QUANDO DESISTIMOS DE SER PERFEITOS.

 

O amor acontece quando desistimos de ser perfeitos.  Esse é subtítulo do volume de crônicas Prometo Falhar (Editora Novo Conceito, 400 páginas), do jornalista, roteirista e publicitário português Pedro Chagas Freitas, fenômeno de vendas em Portugal.  O autor tem mais de 300 mil fãs na página do Facebook e se diz fã de cada um deles.

O amor segue como um dos grandes e infindáveis temas para todos os humanos e continua como fonte de inspiração interminável para as artes.  O tempo, a distância e a geografia podem variar, mas as sensações, a procura e a perda do amor sempre vão estar presentes nas vidas das pessoas, sempre vão proporcionar paz, felicidade ou tristeza, de forma diversas, talvez, mas vão estar.

Além de jornalista e escritor de dezenas de obras, Freitas diz que, de vez em quando, é operário, barman, nadador, salvador, jogador de futebol e muitas outras coisas igualmente desinteressantes, segundo ele, que orienta desorientadas sessões de escrita criativa; e adora cães, gatos e pessoas.  Pedro diz odiar bacalhau, marisco e eufemismos.  Suas múltiplas atividades e seu jeito hiperativo tem tudo a ver com os textos que escreve.

Prometo Falhar traz centenas de textos breves contendo histórias de amor, reflexões sobre o tema, o cotidiano, as relações pessoais e muito mais.  Amor entre homens, mulheres, pais e filhos, muitos tipos de amor estão nas narrativas.  Muitas narrativas são iniciadas com frases fortes, como:  A grande vantagem da vida é nos ensinar a chorar.  Você é a mulher da minha vida, mas o corpo precisa, sabe?  Comecei a te amar no dia em que te abandonei.  A loucura da vida é o corpo, sabe?  Foi sem querer, mas tudo o que vale a pena nesta vida é sem querer.  Você é a pior pessoa do mundo e eu te amo para sempre.

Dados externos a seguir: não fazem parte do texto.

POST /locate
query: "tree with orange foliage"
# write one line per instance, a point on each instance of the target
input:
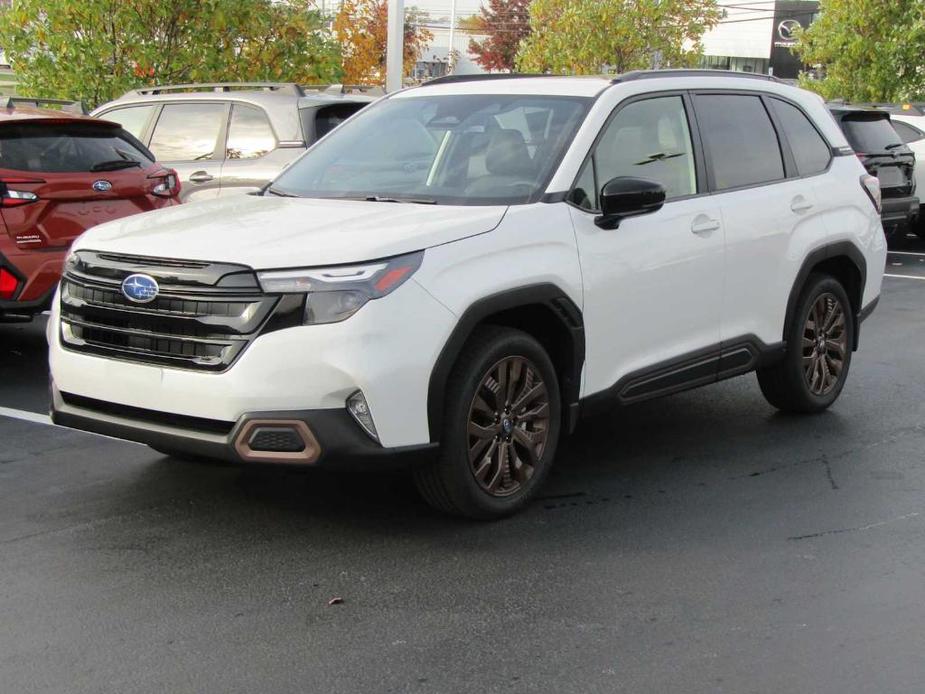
(361, 29)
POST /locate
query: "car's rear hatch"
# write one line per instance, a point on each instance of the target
(881, 151)
(59, 177)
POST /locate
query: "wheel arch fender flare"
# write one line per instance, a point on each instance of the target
(568, 323)
(830, 252)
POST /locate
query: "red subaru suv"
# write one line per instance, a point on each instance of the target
(61, 174)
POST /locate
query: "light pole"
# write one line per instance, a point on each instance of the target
(395, 45)
(449, 54)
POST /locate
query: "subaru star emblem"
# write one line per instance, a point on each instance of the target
(141, 289)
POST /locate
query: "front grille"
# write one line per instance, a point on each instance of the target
(203, 318)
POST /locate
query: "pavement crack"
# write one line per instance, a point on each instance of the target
(839, 531)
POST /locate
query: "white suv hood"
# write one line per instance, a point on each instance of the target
(276, 232)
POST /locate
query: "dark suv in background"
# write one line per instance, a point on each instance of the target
(885, 156)
(230, 137)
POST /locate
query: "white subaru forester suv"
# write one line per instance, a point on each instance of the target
(455, 275)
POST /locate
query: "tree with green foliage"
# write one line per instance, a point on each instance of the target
(868, 50)
(95, 50)
(593, 36)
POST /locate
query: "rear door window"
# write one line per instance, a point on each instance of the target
(188, 131)
(133, 118)
(249, 134)
(870, 133)
(741, 141)
(82, 146)
(811, 153)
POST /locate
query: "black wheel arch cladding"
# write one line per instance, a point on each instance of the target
(542, 310)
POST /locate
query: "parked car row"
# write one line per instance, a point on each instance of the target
(229, 138)
(62, 173)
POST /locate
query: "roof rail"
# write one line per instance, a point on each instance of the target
(66, 105)
(290, 87)
(903, 109)
(451, 79)
(677, 72)
(371, 89)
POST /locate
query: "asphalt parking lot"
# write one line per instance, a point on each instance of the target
(701, 543)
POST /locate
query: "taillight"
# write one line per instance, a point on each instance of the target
(8, 284)
(871, 186)
(11, 197)
(169, 187)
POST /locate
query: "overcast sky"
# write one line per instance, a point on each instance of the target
(441, 8)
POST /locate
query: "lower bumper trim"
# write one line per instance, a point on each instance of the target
(338, 441)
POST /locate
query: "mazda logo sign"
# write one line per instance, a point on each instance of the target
(787, 29)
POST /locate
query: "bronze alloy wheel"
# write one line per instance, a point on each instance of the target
(825, 344)
(508, 426)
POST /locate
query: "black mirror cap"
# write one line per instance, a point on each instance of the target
(628, 196)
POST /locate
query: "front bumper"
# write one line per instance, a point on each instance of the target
(387, 351)
(338, 442)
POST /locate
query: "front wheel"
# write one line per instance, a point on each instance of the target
(819, 346)
(501, 427)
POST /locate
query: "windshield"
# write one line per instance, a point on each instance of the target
(82, 146)
(460, 149)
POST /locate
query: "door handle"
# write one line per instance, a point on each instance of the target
(201, 177)
(704, 225)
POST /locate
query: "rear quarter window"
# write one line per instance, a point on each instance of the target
(869, 133)
(908, 133)
(68, 147)
(324, 119)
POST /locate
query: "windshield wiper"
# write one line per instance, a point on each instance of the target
(115, 165)
(385, 198)
(279, 193)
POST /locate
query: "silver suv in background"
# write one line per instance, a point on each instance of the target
(230, 137)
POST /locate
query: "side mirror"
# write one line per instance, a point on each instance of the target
(627, 196)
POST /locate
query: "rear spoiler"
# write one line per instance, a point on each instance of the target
(66, 105)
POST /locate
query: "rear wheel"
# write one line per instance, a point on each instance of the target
(501, 427)
(819, 347)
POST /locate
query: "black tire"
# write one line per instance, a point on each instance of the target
(450, 484)
(788, 385)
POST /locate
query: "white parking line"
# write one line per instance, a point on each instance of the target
(904, 277)
(25, 415)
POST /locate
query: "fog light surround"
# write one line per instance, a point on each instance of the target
(359, 410)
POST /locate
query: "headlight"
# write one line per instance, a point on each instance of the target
(335, 293)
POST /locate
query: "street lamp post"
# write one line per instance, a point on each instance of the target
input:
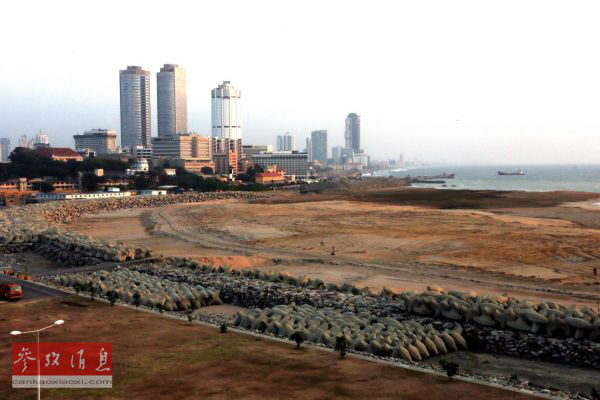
(37, 332)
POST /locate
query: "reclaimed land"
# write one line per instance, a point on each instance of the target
(541, 246)
(174, 359)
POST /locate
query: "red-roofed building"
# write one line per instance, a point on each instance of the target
(271, 175)
(60, 153)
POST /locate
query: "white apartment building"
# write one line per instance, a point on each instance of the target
(101, 141)
(291, 162)
(226, 111)
(171, 88)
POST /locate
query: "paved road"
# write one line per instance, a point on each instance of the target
(31, 290)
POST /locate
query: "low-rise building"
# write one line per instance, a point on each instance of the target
(271, 175)
(226, 163)
(292, 163)
(248, 150)
(193, 165)
(141, 152)
(45, 197)
(60, 153)
(101, 141)
(139, 166)
(152, 192)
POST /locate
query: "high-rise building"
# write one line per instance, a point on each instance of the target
(226, 112)
(41, 139)
(134, 85)
(26, 142)
(318, 142)
(286, 142)
(101, 141)
(171, 88)
(352, 133)
(4, 149)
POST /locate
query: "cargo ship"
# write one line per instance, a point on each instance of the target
(443, 176)
(519, 172)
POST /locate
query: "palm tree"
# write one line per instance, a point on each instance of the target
(341, 346)
(297, 337)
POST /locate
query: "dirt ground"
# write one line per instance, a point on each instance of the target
(538, 251)
(173, 359)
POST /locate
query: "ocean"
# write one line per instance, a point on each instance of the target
(537, 178)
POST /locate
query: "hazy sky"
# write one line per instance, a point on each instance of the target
(441, 81)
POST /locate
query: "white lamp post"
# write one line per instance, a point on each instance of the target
(37, 332)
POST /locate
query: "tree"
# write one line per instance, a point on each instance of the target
(92, 292)
(451, 368)
(341, 346)
(112, 297)
(137, 299)
(89, 182)
(46, 187)
(298, 338)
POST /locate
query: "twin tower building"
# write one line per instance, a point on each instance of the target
(171, 82)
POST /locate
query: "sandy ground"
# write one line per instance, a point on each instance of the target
(176, 360)
(526, 252)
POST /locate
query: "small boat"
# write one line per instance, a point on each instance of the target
(518, 172)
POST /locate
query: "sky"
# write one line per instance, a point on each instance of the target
(466, 82)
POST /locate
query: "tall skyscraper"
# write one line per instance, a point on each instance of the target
(286, 142)
(134, 85)
(352, 133)
(4, 149)
(171, 87)
(226, 112)
(318, 142)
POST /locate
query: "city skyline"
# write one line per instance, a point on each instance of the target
(468, 96)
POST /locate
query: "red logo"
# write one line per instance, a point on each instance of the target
(62, 359)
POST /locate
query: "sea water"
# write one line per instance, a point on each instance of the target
(539, 178)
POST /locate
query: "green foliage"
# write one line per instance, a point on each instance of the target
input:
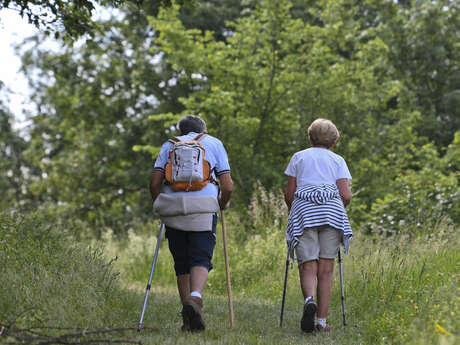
(273, 75)
(12, 162)
(400, 290)
(420, 199)
(65, 19)
(46, 279)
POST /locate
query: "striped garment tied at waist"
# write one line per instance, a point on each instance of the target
(317, 205)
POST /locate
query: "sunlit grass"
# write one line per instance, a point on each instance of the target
(397, 290)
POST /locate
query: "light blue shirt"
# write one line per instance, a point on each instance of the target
(316, 165)
(215, 154)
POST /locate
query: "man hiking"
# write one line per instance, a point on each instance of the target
(187, 198)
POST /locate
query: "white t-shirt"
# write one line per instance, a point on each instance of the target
(215, 154)
(317, 165)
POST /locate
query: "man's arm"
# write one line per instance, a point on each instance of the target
(290, 190)
(156, 181)
(226, 189)
(344, 190)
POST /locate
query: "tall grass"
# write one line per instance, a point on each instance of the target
(398, 290)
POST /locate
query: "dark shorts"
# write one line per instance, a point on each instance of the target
(191, 248)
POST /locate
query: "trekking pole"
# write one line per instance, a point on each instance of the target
(152, 271)
(227, 270)
(284, 289)
(341, 288)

As histórias escritas com a linguagem clara, sensível e fluente de Freitas resultaram da colaboração atenta e criativa de muitos de seus leitores e fãs, que diariamente lhe deram sugestões, abordagens, emoções e vida.  O autor diz preferir ser especialista em vida do que em outras coisas.  Não se julga um escritor iluminado e não pensa no ato de escrever como se fosse algo fora do comum.  Na página 398, lista dezenas de pessoas que, de forma direta, estão dentro da obra.

Pedro Chagas Freitas pensa que, se ao amarmos alguém, admitirmos que a pessoa amada pode falhar, como nós, aí então as coisas podem ser melhores, mais bem-sucedidas e, quem sabe, mais felizes.  Daí o título do livro e daí o mote para muitas histórias.  Para o escritor, como está dito no subtítulo, amamos melhor quando desistimos de atingir a perfeição e entendemos que somos destinados a erros, a falhas e a incoerências.  Ou seja, quando nos damos conta que somos apenas humanos e, por vezes, demasiadamente humanos.